Sea Vents Closed as Life-Origin Site

Sea Vents Closed as Life-Origin Site

A mile and a half down, beyond the reach of sunlight, volcanic geysers spew 400°C water into the oceans. Life teems around these deep, hidden vents—pink sea cucumbers, eyeless shrimp, tubeworms, and more—creating underwater communities.

Hydrothermal vents on the ocean floor now play an important role in origin-of-life explanations. Microbes thriving there suggest to some origin-of-life researchers that life got its start at high temperatures.1 Laboratory experiments indicating that prebiotic molecules can form under deep-sea hydrothermal vent conditions further fuel these speculations.2

The appeal to deep-sea hydrothermal vents as a source of prebiotic molecules becomes even more important as researchers concede that Earth’s early atmosphere could not support prebiotic molecule formation.3 Without a source of prebiotic molecules, naturalistic origin-of-life pathways are blocked. This barrier prompts investigators to seek alternative locations where prebiotic molecule production could take place.

For the synthesis of prebiotic molecules at deep-sea hydrothermal vents (and for life to originate in this environment), ammonia (NH3) must be present. Ammonia serves as a key starting material in the synthesis of amino acids and other biologically important nitrogen-containing compounds. Researchers now recognize that ammonia did not exist on the early Earth. Therefore, high-temperature origin-of-life scenarios must be discarded unless ammonia somehow formed at deep-sea hydrothermal vents as a precursor to prebiotic molecules.

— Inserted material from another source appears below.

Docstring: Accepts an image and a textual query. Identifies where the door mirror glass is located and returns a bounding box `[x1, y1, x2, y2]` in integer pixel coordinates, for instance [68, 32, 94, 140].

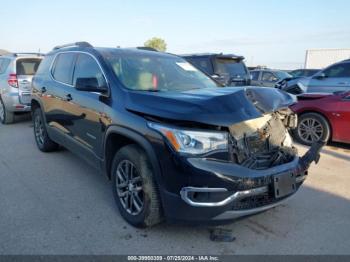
[75, 77, 107, 92]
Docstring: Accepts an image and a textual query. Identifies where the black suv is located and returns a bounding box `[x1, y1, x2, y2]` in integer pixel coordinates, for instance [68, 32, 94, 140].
[31, 42, 323, 228]
[182, 53, 251, 86]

Penn State and SUNY-Stony Brook researchers recently evaluated the likelihood of ammonia formation under primitive hydrothermal vent conditions.4 In principle, ammonia (NH3) could form in such an environment from nitrogen (N2) gas via two possible chemical routes involving hydrogen sulfide (H2S) and iron (2) sulfide FeS.

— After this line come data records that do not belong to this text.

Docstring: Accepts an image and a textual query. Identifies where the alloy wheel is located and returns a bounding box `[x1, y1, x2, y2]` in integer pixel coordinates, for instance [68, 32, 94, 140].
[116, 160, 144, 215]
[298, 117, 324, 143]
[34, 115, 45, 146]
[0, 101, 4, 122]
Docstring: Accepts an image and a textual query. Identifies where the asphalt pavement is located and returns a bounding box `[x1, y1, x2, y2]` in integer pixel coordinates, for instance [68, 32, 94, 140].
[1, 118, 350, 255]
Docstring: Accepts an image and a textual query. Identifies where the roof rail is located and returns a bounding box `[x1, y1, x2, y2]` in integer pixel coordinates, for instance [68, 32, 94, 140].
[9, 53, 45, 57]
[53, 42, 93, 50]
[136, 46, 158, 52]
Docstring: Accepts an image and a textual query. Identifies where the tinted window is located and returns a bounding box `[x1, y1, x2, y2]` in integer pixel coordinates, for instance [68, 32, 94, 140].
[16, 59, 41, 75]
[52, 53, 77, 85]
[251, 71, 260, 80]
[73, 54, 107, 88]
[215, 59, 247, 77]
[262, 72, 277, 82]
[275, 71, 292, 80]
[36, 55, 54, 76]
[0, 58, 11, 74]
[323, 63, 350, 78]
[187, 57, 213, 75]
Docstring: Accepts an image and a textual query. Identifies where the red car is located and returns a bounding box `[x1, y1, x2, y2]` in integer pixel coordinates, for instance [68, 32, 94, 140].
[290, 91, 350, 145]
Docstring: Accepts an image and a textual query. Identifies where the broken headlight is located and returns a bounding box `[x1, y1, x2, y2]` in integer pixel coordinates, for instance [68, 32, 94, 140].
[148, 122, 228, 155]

Laboratory experiments conducted by the two researchers demonstrate that FeS-mediated reaction occurs far too slowly to have contributed to ammonia formation. Ammonia production by hydrogen sulfide occurs rapidly enough but yields insufficient quantities to sustain prebiotic molecule formation.

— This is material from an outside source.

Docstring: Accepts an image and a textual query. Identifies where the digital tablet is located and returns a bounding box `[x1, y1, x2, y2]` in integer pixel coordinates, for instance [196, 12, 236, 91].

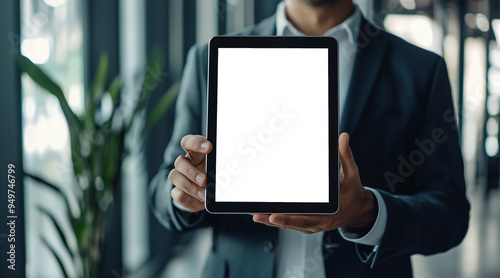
[205, 36, 338, 214]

This lack of adequate ammonia production makes the origin of life at deep-sea hydrothermal vents unlikely. Moreover, it eliminates another possible source of prebiotic molecules on the early Earth. Each new discovery makes the origin-of-life problem more intractable for naturalists.

Endnotes
  1. Karl O. Stetter, “The Lesson of Archaebacteria,” in Early Life on Earth: Nobel Symposium No. 84, Stefan Bengtson, ed. (New York: Columbia University Press, 1994), 143-51.
  2. For example, see J. P. Amend and E. L. Shock, “Energetics of Amino Acid Synthesis in Hydrothermal Ecosystems,” Science 281 (1998): 1659-62.
  3. Francois Raulin, “Atmospheric Prebiotic Synthesis,” presentation at the 12th International Conference on the Origin of Life and the 9th meeting of the International Society for the Study of the Origin of Life, San Diego, CA, 1999.
  4. Martin A. A. Schoonen and Yong Xu, “Nitrogen Reduction Under Hydrothermal Vent Conditions: Implications for the Prebiotic Synthesis of C-H-O-N Compounds,” Astrobiology 1 (2001): 133-42.